Nie makes no bones about the source of the threat to China. He states that the U.S.S.R. "is bent on subjugating China. . . .It is our most dangerous enemy."41 He realistically describes Soviet strategy as being based on a sudden attack armed with both technologically advanced conventional and nuclear weapons. Using their tactics of combined arms warfare, the U.S.S.R. will "attack and penetrate deeply," using large numbers of tanks and mechanized forces in coordination with air attacks, airborne assaults, and naval forces. The scale and attrition associated with such an assault will be much greater than any China has faced in the past,42 and when such a war begins, China’s forces will have to be deployed quickly to blunt the attack and disrupt or crush it. The cost will be high, and a major function of the militia will be to replenish the regular forces of the PLA,43 presumably both the main and regional forces. Nie’s description was grim but hardly understated.
As Nie analyzes the role of the militia in this future war, it becomes evident that it will function in the future pretty much as it has in the past. The militia will conduct guerrilla operations behind Russian lines, where it will use its intimate knowledge of the local terrain to assist it in attacking and harassing communications centers, military installations, logistic support lines, etc. Its primary strategic function will be to assist the regional forces in the creation of conditions favorable for the main forces to "annihilate the enemy as they advance."44 The major point of weakness for the Soviet forces, Nie maintains, is their dependence on tanks and mechanized units for their rapid advance into China. He refers to the tank and mechanized units of the Soviet forces as their "tortoise shells," and "without their ‘tortoise shells’ they cannot do much. Our enemies feel reassured by their modernization and mechanization. In fact, as men must eat, machines must ‘eat’ too."45 Nie argues that as they advance into China’s territory, it will become increasingly difficult for the Soviets to keep their armored and mechanized forces supplied with parts, fuel, and ammunition against carefully organized and aggressive guerrilla warfare. It is this action that will weaken the Soviet attack in preparation for its final destruction by the main forces.

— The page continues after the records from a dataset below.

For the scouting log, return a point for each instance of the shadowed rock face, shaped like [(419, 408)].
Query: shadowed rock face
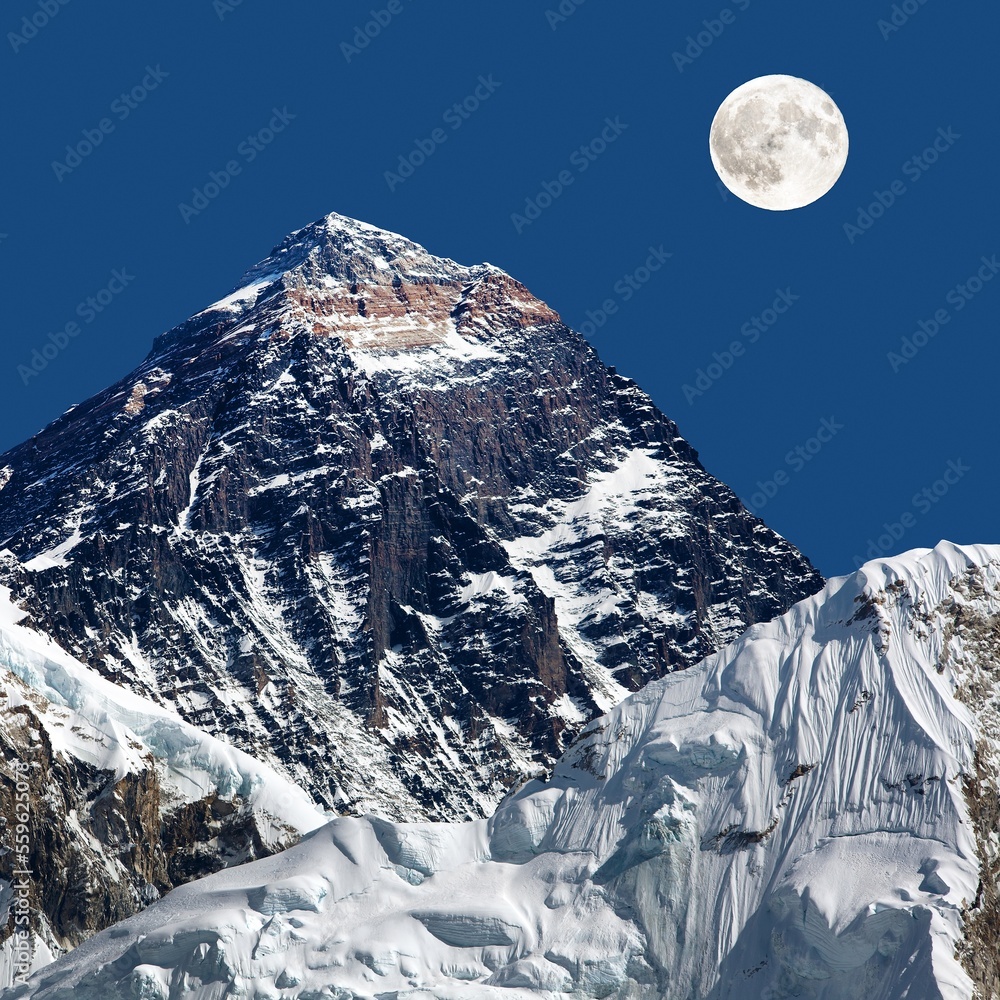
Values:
[(383, 521)]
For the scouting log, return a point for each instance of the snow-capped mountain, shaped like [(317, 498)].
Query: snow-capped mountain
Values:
[(810, 812), (386, 524), (109, 800)]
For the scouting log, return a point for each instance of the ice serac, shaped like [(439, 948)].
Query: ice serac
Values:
[(108, 800), (385, 522), (809, 812)]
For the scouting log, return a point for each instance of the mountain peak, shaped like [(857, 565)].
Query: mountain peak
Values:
[(378, 291)]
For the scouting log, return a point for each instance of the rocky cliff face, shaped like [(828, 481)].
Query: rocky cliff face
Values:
[(386, 523)]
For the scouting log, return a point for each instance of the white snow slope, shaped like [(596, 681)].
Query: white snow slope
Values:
[(785, 819), (88, 718)]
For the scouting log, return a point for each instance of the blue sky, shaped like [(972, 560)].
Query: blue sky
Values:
[(860, 420)]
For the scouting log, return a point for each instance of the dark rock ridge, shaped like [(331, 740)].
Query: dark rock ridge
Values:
[(385, 522)]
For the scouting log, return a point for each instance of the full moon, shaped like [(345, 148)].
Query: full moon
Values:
[(779, 142)]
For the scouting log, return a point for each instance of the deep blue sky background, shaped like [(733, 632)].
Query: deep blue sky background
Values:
[(826, 358)]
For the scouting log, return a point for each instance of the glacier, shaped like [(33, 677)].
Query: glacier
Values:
[(795, 816)]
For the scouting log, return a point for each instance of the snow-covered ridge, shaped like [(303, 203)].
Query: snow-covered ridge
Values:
[(113, 729), (786, 819)]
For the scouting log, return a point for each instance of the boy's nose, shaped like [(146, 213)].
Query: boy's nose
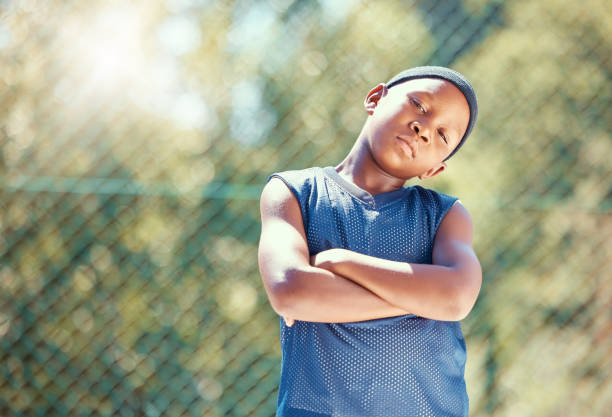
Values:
[(421, 131)]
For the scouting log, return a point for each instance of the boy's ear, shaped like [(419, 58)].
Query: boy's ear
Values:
[(432, 172), (374, 96)]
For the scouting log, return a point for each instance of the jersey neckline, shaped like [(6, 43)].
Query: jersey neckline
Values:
[(361, 194)]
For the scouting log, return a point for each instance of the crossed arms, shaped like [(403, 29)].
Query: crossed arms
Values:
[(338, 285)]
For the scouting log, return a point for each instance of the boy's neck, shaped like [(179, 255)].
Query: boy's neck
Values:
[(360, 168)]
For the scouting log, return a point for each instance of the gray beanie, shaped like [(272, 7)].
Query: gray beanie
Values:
[(449, 75)]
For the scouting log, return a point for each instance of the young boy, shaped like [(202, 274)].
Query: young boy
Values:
[(372, 277)]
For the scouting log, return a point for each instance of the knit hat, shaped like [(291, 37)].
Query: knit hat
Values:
[(449, 75)]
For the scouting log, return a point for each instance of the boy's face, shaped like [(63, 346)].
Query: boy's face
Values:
[(414, 125)]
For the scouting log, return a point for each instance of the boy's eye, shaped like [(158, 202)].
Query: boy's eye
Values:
[(443, 137), (418, 105)]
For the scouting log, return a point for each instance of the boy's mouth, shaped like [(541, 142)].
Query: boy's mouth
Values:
[(408, 146)]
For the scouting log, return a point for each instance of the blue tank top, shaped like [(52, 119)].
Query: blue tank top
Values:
[(397, 366)]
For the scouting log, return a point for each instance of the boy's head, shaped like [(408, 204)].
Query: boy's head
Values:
[(424, 114)]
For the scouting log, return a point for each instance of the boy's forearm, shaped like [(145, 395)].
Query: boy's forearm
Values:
[(431, 291), (318, 295)]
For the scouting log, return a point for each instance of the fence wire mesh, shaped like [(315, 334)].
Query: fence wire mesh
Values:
[(136, 138)]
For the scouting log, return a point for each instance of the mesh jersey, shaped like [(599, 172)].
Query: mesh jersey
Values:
[(398, 366)]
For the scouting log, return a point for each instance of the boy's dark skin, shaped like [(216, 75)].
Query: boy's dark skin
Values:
[(410, 129)]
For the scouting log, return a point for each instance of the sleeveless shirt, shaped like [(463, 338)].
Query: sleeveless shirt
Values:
[(398, 366)]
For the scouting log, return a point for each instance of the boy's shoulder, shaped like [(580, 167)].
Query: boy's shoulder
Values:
[(431, 196), (295, 176)]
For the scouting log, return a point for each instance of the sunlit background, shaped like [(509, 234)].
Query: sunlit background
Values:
[(136, 138)]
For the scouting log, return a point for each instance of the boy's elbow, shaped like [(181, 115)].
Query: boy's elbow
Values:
[(466, 295), (285, 293)]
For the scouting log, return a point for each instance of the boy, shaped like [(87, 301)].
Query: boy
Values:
[(371, 277)]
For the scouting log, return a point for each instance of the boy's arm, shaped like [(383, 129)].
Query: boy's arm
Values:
[(446, 290), (296, 289)]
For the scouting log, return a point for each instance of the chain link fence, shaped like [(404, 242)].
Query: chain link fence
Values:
[(135, 141)]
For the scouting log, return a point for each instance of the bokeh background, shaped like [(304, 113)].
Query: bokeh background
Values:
[(136, 137)]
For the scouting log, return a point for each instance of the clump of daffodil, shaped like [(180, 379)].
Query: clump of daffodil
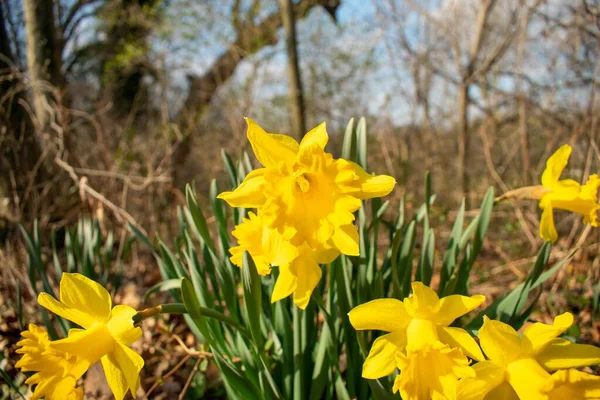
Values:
[(519, 366), (305, 200), (299, 271), (431, 355), (56, 372), (565, 194), (107, 332)]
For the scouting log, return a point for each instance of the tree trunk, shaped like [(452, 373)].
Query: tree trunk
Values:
[(297, 111), (463, 140), (43, 56)]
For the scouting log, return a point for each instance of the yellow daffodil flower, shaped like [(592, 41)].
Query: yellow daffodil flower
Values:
[(572, 384), (519, 365), (107, 332), (303, 192), (56, 373), (299, 270), (430, 354), (566, 194)]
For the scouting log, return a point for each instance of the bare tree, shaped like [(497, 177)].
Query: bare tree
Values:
[(44, 62), (297, 110)]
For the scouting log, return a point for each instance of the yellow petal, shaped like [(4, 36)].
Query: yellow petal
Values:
[(130, 363), (270, 150), (499, 341), (561, 354), (250, 193), (237, 254), (547, 229), (316, 136), (573, 384), (567, 189), (502, 392), (362, 184), (527, 378), (82, 300), (121, 326), (382, 356), (431, 373), (457, 337), (325, 256), (114, 376), (387, 315), (90, 344), (345, 239), (424, 302), (454, 306), (82, 293), (555, 165), (488, 376), (309, 274), (539, 335), (285, 285)]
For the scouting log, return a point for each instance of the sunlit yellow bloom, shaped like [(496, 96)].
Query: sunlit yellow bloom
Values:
[(56, 373), (566, 194), (419, 328), (572, 384), (105, 336), (303, 192), (519, 366), (431, 372), (299, 270)]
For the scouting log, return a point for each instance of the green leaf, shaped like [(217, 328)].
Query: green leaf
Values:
[(361, 140), (252, 298), (162, 286)]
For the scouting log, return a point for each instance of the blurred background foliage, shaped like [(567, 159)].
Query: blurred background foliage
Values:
[(108, 108)]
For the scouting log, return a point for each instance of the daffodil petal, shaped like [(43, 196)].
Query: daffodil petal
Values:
[(457, 337), (387, 315), (130, 363), (317, 135), (539, 335), (547, 229), (121, 326), (309, 274), (82, 300), (488, 376), (573, 384), (90, 344), (325, 256), (454, 306), (114, 376), (345, 239), (381, 360), (561, 354), (565, 190), (269, 149), (555, 165), (527, 378), (364, 185), (285, 285), (499, 341), (81, 293), (58, 308), (502, 392), (249, 193), (424, 300)]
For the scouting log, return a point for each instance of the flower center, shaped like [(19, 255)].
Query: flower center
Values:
[(303, 183)]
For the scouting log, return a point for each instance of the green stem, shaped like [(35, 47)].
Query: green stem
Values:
[(298, 356), (179, 308)]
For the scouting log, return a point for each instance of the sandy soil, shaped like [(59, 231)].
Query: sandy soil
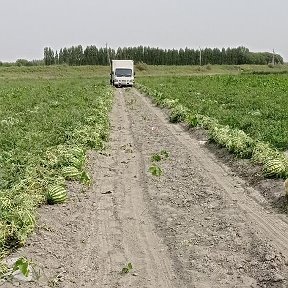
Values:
[(196, 225)]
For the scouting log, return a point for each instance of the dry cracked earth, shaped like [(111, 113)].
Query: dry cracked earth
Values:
[(196, 225)]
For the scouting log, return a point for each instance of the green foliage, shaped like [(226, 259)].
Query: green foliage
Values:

There is much in Nie’s speech that could simply be regarded as making the best out of a bad situation, but training reports from the military regions suggest that the PLA is following through on the basic concepts described by Nie and the weaknesses of the PLA analyzed by Xu Xiangqian in 1979. The main and regional forces, according to these reports, are conducting exercises designed to correct the PLA’s weaknesses in combined arms operations, logistic support functions, battlefield communications, and staff headquarters training. A report from the Lanzhou Military Region described what has to be a common problem when it said that all of its officers had prior combat experience, "But how to command a battle under modern conditions was a new subject for them to study."46 All of the exercises reported contained the common theme of the need to improve the battlefield effectiveness of current weapons and equipment by developing battlefield tactics that will offset the advantages of the adversary. This same theme was repeated almost as often for the air and naval forces as it was for ground units. All of this may make the PLA a more competent battlefield force, but it does not make it a modern force. The selection of a people’s war, even under so-called modern conditions, is a strategy of weakness rather than a strategy of strength. To this extent the role of the militia as defined by Nie Rongzhen is of interest.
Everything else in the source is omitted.